Edwin Newman, long time newsman for NBC and self appointed champion of the English language, passed August 13 at the age of 91. The cause was pneumonia. Mr. Newman's family delayed announcement of his death so the they could grieve privately.
Edwin Newman was born in New York City on January 25, 1919 He graduated from Washington High School in Manhattan and graduated from the University of Wisconsin with a degree in political science.He attended Louisiana State University for a brief period before he decided to enter journalism. His first position was as a "dictation boy" for the International News Service.

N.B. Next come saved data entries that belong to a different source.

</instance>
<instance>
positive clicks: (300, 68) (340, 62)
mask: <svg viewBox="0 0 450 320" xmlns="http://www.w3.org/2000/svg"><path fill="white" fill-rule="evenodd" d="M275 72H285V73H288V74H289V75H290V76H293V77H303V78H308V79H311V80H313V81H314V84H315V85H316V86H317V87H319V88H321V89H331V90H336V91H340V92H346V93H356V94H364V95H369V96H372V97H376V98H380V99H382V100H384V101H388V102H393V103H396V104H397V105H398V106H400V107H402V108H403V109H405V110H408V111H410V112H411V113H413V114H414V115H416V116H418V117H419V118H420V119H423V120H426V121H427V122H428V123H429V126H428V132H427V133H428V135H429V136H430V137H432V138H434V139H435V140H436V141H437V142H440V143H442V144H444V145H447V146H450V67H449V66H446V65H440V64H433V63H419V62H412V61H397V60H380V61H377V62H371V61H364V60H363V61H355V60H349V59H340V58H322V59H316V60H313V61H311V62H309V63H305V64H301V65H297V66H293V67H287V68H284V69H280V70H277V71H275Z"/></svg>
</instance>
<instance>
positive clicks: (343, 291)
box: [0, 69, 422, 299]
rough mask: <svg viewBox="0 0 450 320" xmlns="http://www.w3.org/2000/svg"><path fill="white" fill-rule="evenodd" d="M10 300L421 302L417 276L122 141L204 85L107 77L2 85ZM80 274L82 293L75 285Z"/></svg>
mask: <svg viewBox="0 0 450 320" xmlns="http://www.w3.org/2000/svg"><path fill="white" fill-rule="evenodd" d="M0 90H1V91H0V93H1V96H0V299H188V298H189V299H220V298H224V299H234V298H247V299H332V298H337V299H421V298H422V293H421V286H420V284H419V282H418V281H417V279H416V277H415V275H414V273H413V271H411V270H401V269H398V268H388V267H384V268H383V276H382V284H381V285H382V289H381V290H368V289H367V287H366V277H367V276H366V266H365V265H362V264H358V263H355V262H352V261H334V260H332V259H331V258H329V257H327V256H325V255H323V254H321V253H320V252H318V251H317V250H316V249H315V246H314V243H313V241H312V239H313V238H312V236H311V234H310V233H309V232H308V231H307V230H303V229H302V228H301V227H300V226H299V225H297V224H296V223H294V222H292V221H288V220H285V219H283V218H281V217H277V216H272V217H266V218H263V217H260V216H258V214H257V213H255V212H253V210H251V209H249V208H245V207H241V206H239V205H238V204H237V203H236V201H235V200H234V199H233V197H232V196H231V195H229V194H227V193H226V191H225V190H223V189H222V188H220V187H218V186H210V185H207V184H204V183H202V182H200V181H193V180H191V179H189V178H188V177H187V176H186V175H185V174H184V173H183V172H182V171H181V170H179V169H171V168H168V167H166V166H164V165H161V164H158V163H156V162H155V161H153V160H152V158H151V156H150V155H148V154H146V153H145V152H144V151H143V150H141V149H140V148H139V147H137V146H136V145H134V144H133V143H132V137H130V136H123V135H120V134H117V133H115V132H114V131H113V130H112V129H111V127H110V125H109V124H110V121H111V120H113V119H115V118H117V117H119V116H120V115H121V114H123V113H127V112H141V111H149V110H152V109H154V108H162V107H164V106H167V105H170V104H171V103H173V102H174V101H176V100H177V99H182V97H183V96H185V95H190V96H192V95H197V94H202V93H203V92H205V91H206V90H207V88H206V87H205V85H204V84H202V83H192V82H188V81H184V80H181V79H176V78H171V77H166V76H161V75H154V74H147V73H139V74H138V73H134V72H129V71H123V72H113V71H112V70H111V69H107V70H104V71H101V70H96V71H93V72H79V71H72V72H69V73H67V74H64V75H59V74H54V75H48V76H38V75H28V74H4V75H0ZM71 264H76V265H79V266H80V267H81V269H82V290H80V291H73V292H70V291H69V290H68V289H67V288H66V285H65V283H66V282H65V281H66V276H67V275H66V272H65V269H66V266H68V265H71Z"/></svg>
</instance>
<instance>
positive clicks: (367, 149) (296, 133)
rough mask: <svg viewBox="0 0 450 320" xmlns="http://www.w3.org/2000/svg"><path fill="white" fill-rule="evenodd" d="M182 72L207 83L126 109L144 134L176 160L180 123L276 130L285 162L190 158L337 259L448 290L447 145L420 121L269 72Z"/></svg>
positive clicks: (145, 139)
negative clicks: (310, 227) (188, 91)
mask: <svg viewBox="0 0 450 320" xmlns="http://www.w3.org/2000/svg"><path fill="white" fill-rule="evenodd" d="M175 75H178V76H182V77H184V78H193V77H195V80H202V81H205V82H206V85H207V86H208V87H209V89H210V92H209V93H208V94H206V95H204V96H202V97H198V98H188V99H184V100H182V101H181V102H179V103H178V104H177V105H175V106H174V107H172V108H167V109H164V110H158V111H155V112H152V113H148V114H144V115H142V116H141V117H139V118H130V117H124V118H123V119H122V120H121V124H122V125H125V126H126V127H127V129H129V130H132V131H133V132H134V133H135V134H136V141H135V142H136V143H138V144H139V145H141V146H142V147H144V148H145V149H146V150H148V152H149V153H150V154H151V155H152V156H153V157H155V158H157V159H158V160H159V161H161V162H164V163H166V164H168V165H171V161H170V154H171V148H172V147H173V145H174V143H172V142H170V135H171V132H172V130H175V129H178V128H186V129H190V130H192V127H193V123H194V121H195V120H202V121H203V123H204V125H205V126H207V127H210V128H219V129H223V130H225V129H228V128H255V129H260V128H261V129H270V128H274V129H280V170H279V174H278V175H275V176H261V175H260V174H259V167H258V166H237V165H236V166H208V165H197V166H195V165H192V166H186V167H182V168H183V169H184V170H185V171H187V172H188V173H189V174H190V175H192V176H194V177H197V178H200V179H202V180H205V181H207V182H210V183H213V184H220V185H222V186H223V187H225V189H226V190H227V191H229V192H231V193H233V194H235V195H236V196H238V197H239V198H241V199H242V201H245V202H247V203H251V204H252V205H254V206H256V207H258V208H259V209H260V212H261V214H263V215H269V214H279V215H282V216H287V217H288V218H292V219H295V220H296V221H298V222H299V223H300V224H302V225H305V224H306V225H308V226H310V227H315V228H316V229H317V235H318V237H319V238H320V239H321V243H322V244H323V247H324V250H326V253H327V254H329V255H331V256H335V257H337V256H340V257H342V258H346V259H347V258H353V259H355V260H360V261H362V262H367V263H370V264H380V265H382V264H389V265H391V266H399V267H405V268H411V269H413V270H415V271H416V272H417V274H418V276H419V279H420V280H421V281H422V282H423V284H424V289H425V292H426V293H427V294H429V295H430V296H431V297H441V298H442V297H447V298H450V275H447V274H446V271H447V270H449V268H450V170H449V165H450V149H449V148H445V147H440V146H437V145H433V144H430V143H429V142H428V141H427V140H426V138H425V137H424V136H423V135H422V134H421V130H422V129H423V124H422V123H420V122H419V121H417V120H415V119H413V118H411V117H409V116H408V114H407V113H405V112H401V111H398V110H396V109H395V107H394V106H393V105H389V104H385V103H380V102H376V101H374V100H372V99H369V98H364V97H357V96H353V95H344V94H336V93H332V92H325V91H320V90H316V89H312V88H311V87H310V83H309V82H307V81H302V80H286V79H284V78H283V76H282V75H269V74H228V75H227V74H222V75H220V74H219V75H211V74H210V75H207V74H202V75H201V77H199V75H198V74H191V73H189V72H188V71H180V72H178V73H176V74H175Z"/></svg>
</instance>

Mr. Newman left the International News Service to join United Press. In 1942 he joined the United States Navy. He served as a signal officer in Trinidad and later at the Brooklyn Navy Yard. Following World War II he returned to United Press. Afterwards he worked in the Washington Bureau of the New York City newspaper PM, then went to work for the Tufty News Service. It was in 1947 that he joined CBS News where he assisted Eric Sevareid in preparing his nightly commentary. It was in 1949 that he went to work for NBC News as a freelance journalist. It was in 1952 that Edwin Newman joined NBC News full time.
At NBC News Mr. Newman served as the bureau chief of London, Rome, and then Paris before he was based in New York in 1961. Among the stories he covered during this period were the funeral of King George VI to the coronation of Queen Elizabeth II to the Suez Crisis to the Algerian War. From 1961 to 1984 he was one of the correspondents to cover the Democratic and Republican national conventions. He also covered the assassinations of John F. Kennedy, Robert Kennedy, and Martin Luther King Jr. On his programme Speaking Freely he intereviewed everyone from Muhammed Ali to Ingmar Bergman. He also moderated the first Carter-Mondale presidential debate and the second Reagan-Mondale presidential debate. From 1952 to 1984 he regularly appeared on The Today Show. He also appeared regularly on Meet the Press.

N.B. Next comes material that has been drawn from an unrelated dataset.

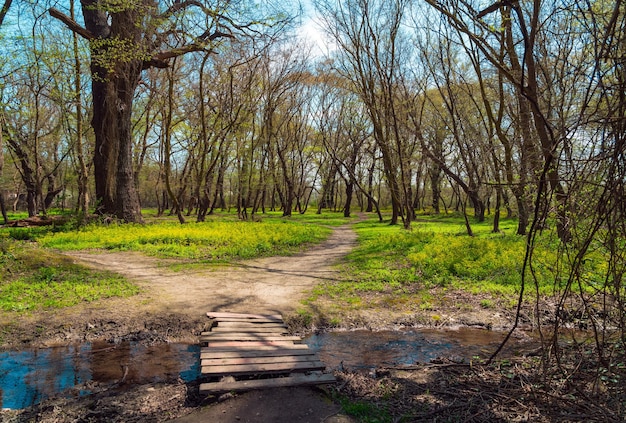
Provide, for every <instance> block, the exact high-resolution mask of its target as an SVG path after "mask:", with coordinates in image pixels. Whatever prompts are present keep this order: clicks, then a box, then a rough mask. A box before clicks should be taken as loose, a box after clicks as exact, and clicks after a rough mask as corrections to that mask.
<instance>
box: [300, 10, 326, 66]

Edwin Newman was also a self-appointed champion of the English language. He wrote two books defending the correct usage of the language, Strictly Speaking: Will America Be the Death of English? (1974) and A Civil Tongue (1976). He was well known for his droll wit and his seemingly limitless number of puns.

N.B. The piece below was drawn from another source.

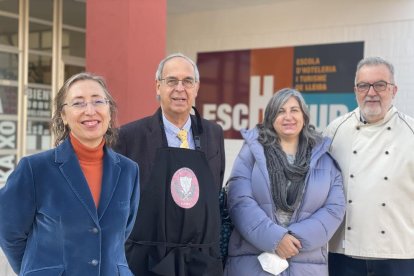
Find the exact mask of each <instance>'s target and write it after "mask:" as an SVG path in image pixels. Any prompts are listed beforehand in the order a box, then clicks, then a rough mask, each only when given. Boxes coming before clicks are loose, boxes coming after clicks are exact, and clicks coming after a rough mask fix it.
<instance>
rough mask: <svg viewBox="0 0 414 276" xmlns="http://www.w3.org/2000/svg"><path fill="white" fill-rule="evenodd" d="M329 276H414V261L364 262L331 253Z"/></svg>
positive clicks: (343, 255)
mask: <svg viewBox="0 0 414 276" xmlns="http://www.w3.org/2000/svg"><path fill="white" fill-rule="evenodd" d="M328 260H329V276H414V259H386V260H362V259H356V258H352V257H348V256H345V255H343V254H335V253H329V259H328Z"/></svg>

Mr. Newman retired from NBC News in 1984. Afterwards he appeared frequently as a narrator, interviewer, and moderator on many programmes, particularly on PBS. Over the years he appeared as himself on several television shows and movies. He appeared on such shows as Newhart, Saturday Night Live, The Golden Girls, Wings, and Murphy Brown. He appeared in the films Spies Like Us (1985) and The Pelican Brief (1993).
Edwin Newman was one of the last great television newsman. While he was always genteel and his grammar was always perfect, he always seemed as if he was simply another one of us. As the current anchor of The NBC Evening News, Brian Williams, said of Mr. Newman, "To those of us watching at home, he made us feel like we had a very smart, classy friend in the broadcast news business." Indeed, Mr Newman never took himself too seriously, even serving once as the anchor on "Weekend Update" on Saturday Night Live after he had retired. He defence of the correct usage of the English language is also to be admired. Indeed, if I tend to nitpick at time at the ill use of the language, it is largely because of Edwin Newman. More than any teacher I had in school, my desire for correct grammar stems from Mr. Newman. One of the last great television newsman and a champion of the English language, we will not see the like of Edwin Newman again any time soon.